For decades, Saudi Arabia’s religious establishment wielded tremendous power, with bearded enforcers policing public behaviour, prominent sheikhs defining right and wrong, and religious associations using the kingdom’s oil wealth to promote their intolerant interpretation of Islam around the world.
Now, Crown Prince Mohammed bin Salman is curbing their power as part of his drive to impose his control on the kingdom and press for a more open brand of Islam.
Before the arrests on Saturday of his fellow royals and former ministers on corruption allegations, Prince Mohammed had stripped the religious police of their arrest powers and expanded the space for women in public life, including promising them the right to drive.
Dozens of hard-line clerics have been detained, while others were designated to speak publicly about respect for other religions, a topic once anathema to the kingdom’s religious apparatus.
If the changes take hold, they could mean a historic reordering of the Saudi state by diminishing the role of hard-line clerics in shaping policy. That shift could reverberate abroad by moderating the exportation of the kingdom’s uncompromising version of Islam, Wahhabism, which has been accused of fuelling intolerance and terrorism.
Bringing the religious establishment to heel is also a crucial part of the prince’s efforts to take the traditional levers of Saudi power under his control. The arrests on Saturday appeared to cripple potential rivals within the royal family and send a warning to the business community to toe the line.
As evidence of that, the kingdom’s chief religious body, the Council of Senior Scholars, endorsed the arrests over the weekend, saying that Islamic law “instructs us to fight corruption and our national interest requires it”.
The 32-year-old crown prince outlined his religious goals at a recent investment conference in Riyadh, saying the kingdom needed a “moderate, balanced Islam that is open to the world and to all religions and all traditions and peoples”.

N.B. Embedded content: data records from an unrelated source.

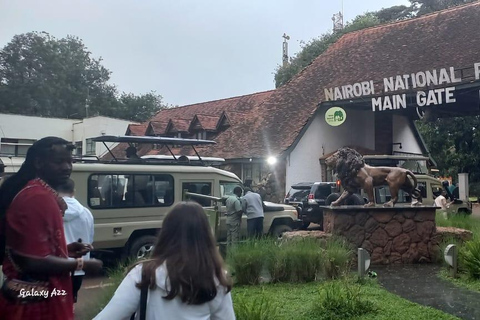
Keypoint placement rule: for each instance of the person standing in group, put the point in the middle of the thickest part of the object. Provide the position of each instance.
(184, 278)
(31, 229)
(442, 203)
(253, 208)
(234, 216)
(78, 226)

But such top-down changes will face huge challenges in a deeply conservative society steeped in the idea that Saudi Arabia’s religious strictures set it apart from the rest of the world as a land of unadulterated Islam. Enforcing those changes will also require overhauling the state’s sprawling religious bureaucracy, many of whose employees fear that the kingdom is forsaking its principles.
“For sure, it does not make me comfortable,” a government cleric in Buraida, a conservative city north of Riyadh, said of the new acceptance of gender mixing and music at public events. “Anything that has sin in it, anything that angers the Almighty – it’s a problem.”
The government has tried to silence such sentiments by arresting clerics and warning members of the religious police not to speak publicly about the loss of their powers, according to their relatives.
“They did a pre-emptive strike,” one cleric said of the arrests. “All those who thought about saying no to the government got arrested.”
He acknowledged that many conservatives have reservations about the new direction but would go along, in part because Saudi Islam emphasises obedience to the ruler.
“It’s not like they held a referendum and said, ‘Do you want to go this way or that way?'” he said. “But in the end, people go through the door that you open for them.”
The clerics have long been subservient to the royal family, but their independence has eroded as they became government functionaries and have been forced to accept – and at times sanction – policies they disliked, like the arrival of American troops, whom they considered infidels, during the Gulf War in 1990.
“In a sense, Mohammed bin Salman is trying to fight with a religious establishment that is already weakened,” said Stéphane Lacroix, a scholar of political Islam at Sciences Po, the Paris Institute of Political Studies. “Most of the Wahhabi clerics are not happy with what is happening, but preserving the alliance with the monarchy is what matters most. They have much more to lose by protesting.”
In pushing the reforms, Crown Prince Mohammed is betting the kingdom’s large youth population cares more about entertainment and economic opportunities than religious dogma.
Many young Saudis have cheered the new direction, and would love to see the clerics banished from public life. But the changes have shocked conservatives.
Still, some find the recent moves encouraging.
“If they have to take serious measures to stamp out the uglier parts of Salafism that permeate Islam around the world, it could be on the whole quite a good thing,” said Cole Bunzel, a fellow in the Program on Extremism at George Washington University.